ROCKET-AF confirme le bénéfice du rivaroxaban en prévention secondaire dans la FA

Pascale Solère

26 mai 2011

Hambourg, Allemagne — L'étude ROCKET-AF, qui compare le rivaroxaban 20 mg/j (Bayer) aux AVK en prévention des AVC chez les patients en FA, avait été présentée il y a quelques mois lors du congrès de l'AHA 2010. Elle n'a cependant toujours pas été publiée. Dès lors, l'analyse en sous-groupes, portant sur les patients en prévention secondaire, était très attendue. Elle vient d'être présentée en session de Late Breaking Trial au congrès European Stroke Conference[1].

Pr Hacke

Si les résultats ne viennent pas bouleverser la donne, ils confirment néanmoins que « le rivaroxaban peut constituer une alternative efficace à la warfarine », selon les investigateurs. « Les résultats sont particulièrement intéressants chez les sujets en prévention secondaire (ayant déjà souffert d'un AVC/AIT), difficiles à prendre en charge quand ils sont déjà sous traitement optimal, d'autant que leur risque est supérieur à ceux des patients sans antécédent », a souligné le Pr Werner Hacke
(Heidelberg, Allemagne) qui présentaient ces nouvelles données à Eurostroke.

 
À la différence de RE-LY, qui n'incluait que 20 % de sujets en prévention secondaire, quasiment la moitié des patients de ROCKET-AF avaient un antécédent d'AVC ou AIT.
 

Or, à la différence de RE-LY, qui n'incluait que 20 % de sujets en prévention secondaire, quasiment la moitié des patients de ROCKET-AF avaient un antécédent d'AVC ou AIT.

Interrogé par heartwire , le Pr Pierre Amarenco (Hôpital Bichat, Paris) estime pour sa part que les résultats de l'analyse en sous-groupe de ROCKET-AF n'apportent « rien de nouveau » par rapport aux résultats d'ensemble, présentés en novembre dernier.

Pr Amarenco

« Il n'y a pas d'hétérogénéité entre les groupes avec et sans AVC à l'entrée. Et le rivaroxaban se montre non inférieur à la warfarine en prévention secondaire, et mieux toléré, comme dans le résultat global. » Le Pr Amarenco relève également que certes, la proportion de patients en prévention secondaire était plus élevée dans ROCKET-AF (55 %) que dans RE-LY (20 %), mais que 55 % de l'effectif de ROCKET-AF (n = 14 000) ne représente pas un nombre de patients très éloigné des 20 % de l'effectif de RE-LY (n = 20 000).

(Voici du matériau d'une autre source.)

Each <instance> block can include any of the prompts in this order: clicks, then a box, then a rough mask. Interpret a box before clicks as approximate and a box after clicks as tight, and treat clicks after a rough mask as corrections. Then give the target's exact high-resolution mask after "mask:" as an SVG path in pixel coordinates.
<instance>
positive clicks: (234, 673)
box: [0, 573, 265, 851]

En per protocole, la tendance est en faveur du rivaroxaban

Les résultats de l'analyse en sous-groupes confirment donc la non-infériorité en prévention secondaire. Mais on note que la tendance est malgré tout en faveur du rivaroxaban en analyse per protocole. Avec 7468 patients (55 %) en prévention secondaire, l'étude manque de puissance dans ce sous-groupe. Néanmoins, les récidives d'AVC ou d'embolisme systémique hors SNC parmi les patients sous traitement, semblent moins nombreuses dans le bras rivaroxaban (2,26 vs 2,60 évènements/100 années patients : RR=0,87 ; 0,69-1,10).

En prévention secondaire toujours, le nombre total de complications hémorragiques est par ailleurs similaire dans les bras rivaroxaban et AVK (13,31 vs 13,87 évènements/100 années-patients ; RR = 0,96). Mais les hémorragies fatales et les hémorragies ayant un impact clinique tendent à être moins fréquentes dans le bras rivaroxaban (0,59 vs 0,8 évènements/100 années-patients ; RR = 0,74 ; 0,47-1,15).

Le rapport bénéfice/risque du rivaroxaban en prévention secondaire, tel qu'il ressort de l'analyse en sous-groupe de ROCKET-AF, apparaît tout à fait en ligne avec ce que montraient les résultats globaux.

Rappelons que ces résultats globaux, analysés en intention de traiter, montraient sur le critère primaire (AVC et embolisme systémique) la non-infériorité du rivaroxaban sur la warfarine (2,12 % vs 2,42 %; p = 0,117). Quant au critère de sécurité (hémorragies majeures ou ayant un impact clinique), son incidence était également équivalente dans les deux bras. Par ailleurs, de la même manière que l'analyse per protocole en sous-groupe fait ressortir une tendance en faveur du rivaroxaban, l'analyse per protocole globale faisait ressortir une supériorité clinique, significative sur cet effectif (incidence du critère primaire : 1,70 % vs 2,15 % ; p = 0,015). Sauf que... pour les cliniciens, seule l'analyse en intention de traiter reflète la réalité clinique.